Personal information
- Date of birth: 26 November 1957 (age 68)
- Place of birth: Portsmouth, England
- Position: Defender

Senior career*
- Years: Team / Apps / (Gls)
- 1977: Maccabi Los Angeles
- 1978: Tampa Bay Rowdies / 0 / (0)
- 1979: Fort Lauderdale Strikers / 5 / (0)
- 1980: Miami Americans
- 1981–1984: San Diego Sockers (indoor) / 38 / (5)
- 1982–1984: San Diego Sockers / 11 / (0)
- 1982–1987: San Diego Sockers (MISL) / 45 / (6)

Managerial career
- 1986–1993: San Diego Sockers (assistant)
- 1994–1995: Las Vegas Dustdevils
- 1996–2000: Kansas City Wizards (assistant)
- 2000–2008: Del Mar Sharks
- 2009–: San Diego United
- Encinitas Express
- East County Surf Soccer Club

= Guy Newman (soccer) =

Anglo-American soccer player

Guy Newman (born 26 November 1957) is an English-American retired soccer defender who played in the North American Soccer League, American Soccer League and the Major Indoor Soccer League.
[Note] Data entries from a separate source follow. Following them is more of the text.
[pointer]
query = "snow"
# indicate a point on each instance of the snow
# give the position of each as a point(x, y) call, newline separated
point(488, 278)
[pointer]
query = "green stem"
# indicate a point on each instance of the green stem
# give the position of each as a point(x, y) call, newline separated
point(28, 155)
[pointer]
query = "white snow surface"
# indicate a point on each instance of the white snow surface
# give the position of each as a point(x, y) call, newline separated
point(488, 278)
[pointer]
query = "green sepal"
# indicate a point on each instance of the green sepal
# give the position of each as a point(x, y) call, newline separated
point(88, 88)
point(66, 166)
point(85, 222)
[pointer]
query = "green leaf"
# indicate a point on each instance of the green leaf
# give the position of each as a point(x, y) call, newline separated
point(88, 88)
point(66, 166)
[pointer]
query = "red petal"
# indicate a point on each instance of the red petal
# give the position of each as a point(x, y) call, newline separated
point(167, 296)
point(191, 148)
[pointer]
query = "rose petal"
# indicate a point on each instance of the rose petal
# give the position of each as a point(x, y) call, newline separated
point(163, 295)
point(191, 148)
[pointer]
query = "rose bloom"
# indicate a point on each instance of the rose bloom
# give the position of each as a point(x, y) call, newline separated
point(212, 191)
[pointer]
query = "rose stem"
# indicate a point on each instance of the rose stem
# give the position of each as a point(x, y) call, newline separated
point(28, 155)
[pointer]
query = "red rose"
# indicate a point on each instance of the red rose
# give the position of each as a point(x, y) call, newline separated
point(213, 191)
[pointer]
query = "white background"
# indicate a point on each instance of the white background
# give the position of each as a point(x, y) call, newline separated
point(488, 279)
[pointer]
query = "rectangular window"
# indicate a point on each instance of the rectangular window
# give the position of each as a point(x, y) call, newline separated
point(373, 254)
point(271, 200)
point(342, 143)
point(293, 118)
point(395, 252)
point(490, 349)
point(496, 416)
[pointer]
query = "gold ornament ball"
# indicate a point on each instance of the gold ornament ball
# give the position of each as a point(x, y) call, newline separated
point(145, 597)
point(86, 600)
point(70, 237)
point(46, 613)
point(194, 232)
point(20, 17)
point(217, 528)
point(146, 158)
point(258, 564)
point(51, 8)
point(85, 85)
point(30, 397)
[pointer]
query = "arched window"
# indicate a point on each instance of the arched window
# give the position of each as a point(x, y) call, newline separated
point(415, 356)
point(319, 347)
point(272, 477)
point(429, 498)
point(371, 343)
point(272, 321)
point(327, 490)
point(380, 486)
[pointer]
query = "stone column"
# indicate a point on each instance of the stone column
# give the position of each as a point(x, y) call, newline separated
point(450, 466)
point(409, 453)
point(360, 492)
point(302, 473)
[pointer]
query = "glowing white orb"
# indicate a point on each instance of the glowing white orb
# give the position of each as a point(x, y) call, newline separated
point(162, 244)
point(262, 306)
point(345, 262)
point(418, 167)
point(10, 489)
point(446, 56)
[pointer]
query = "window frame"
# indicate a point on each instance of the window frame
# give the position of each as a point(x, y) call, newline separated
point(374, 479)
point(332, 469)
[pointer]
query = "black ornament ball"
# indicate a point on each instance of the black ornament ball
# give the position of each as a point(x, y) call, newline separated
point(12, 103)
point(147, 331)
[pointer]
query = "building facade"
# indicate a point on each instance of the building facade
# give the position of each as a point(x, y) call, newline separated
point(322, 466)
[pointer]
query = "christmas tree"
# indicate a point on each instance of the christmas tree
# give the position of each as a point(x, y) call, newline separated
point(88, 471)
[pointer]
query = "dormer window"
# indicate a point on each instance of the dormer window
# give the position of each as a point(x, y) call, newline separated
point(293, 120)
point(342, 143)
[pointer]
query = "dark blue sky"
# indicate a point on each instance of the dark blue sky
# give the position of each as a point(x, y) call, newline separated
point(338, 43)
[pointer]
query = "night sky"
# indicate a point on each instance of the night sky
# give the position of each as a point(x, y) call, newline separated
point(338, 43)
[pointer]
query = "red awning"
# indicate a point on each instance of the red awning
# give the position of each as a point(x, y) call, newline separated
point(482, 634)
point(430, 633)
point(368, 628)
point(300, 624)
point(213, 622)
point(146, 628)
He is currently coaching at East County Surf Soccer Club.

==Player==
The son of English player and coach, Ron Newman, Guy grew up in the United States. In 1977, he played for the semi professional Maccabi Los Angeles club when it won the National Challenge Cup. He turned professional in 1978 with the Tampa Bay Rowdies of the North American Soccer League, but injured his shoulder less than 30 seconds into an indoor friendly vs Norwich City F.C. He was never able to break into the first team outdoors and moved on to the Fort Lauderdale Strikers in 1979. In 1980, he followed his father to the expansion Miami Americans of the American Soccer League. The team lasted only one season before folding. When Ron Newman moved to coach the San Diego Sockers in 1980, he brought in Guy. In 1982, Guy took the field with the Sockers and played three outdoor seasons with them. He also played forty-five regular season games for the Sockers indoor team which played in both the NASL indoor circuit as well as in the Major Indoor Soccer League. Newman retired from playing professionally in 1987.

==Coach==
After retiring as a player, Newman assisted his father at the Sockers from 1987 to 1993. In March 1994, he was hired as the head coach of the Las Vegas Dustdevils which won the 1994 Continental Indoor Soccer League championship. The Dustdevils folded at the end of the 1995 season. In 1996, Newman became an assistant to his father at the Kansas City Wizards of Major League Soccer. In 2000, he became the head coach of the Del Mar Sharks and in 2009 became Director of Coaching Encinitas Express.